The apparent structure of dense Sidon sets

“What are dense Sidon sets of {1, …, n} like?”, asked Tim Gowers on his blog almost ten years ago. A Sidon set is a set without any solutions to x+y=z+w, which in additive combinatorics jargon means that it has minimal additive structure. Almost paradoxically, large sets with this property appear to be structured in another way, and that’s a bit of a mystery currently.

Now Freddie Manners and I have an idea about the answer to Gowers’s question, at least if “dense” means “really really dense, like 99% as dense as possible”, and the setting is a finite abelian group like \mathbf{Z}/n\mathbf{Z} instead of \{1, \dots, n\}. Our suspicion is that any such set must be related in a specific way to the collineation group of a finite projective plane.

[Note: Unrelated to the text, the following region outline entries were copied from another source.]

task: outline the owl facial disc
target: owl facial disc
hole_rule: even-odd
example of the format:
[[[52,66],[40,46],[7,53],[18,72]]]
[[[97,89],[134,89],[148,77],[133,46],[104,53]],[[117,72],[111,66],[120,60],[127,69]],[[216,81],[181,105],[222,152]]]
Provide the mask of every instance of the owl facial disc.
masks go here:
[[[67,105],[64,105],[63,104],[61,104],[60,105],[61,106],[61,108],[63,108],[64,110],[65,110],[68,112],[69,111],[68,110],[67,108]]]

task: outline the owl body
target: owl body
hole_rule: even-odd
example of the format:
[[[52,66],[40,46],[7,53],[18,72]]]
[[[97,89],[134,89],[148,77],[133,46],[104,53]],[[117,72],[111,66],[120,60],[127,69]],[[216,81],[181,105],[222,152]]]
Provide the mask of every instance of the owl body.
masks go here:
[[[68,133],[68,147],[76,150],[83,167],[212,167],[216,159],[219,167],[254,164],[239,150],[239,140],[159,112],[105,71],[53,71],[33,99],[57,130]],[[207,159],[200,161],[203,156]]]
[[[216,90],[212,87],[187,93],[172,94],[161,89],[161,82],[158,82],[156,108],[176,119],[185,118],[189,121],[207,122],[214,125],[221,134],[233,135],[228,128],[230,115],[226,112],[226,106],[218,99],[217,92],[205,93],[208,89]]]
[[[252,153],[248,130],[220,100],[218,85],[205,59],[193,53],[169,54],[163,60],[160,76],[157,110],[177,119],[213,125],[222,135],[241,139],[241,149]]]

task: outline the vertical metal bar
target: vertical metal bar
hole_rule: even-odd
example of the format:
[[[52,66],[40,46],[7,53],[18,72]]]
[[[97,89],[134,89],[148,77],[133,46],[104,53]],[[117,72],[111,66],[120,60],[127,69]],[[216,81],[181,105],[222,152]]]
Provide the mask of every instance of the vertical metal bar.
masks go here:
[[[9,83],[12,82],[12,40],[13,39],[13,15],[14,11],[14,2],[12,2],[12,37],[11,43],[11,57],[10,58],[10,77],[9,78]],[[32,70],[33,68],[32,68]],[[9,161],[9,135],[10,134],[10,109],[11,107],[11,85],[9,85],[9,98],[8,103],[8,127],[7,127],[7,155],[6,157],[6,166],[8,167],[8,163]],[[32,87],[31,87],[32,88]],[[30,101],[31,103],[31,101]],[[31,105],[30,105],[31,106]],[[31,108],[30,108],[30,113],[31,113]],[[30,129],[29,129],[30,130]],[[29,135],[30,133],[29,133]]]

We uploaded our paper to the arxiv today, so have a look and tell us what you think! I also spoke about this recently at CANT 2021. The recording is available here:

On the other hand, there is also some evidence pointing the other way. Forey and Kowalski showed recently that certain moderately dense Sidon sets arise from algebraic geometry, not from projective planes. It is not clear whether such sets reach the “really really dense” threshold; if so, that would contradict our conjecture, but I suspect they don’t.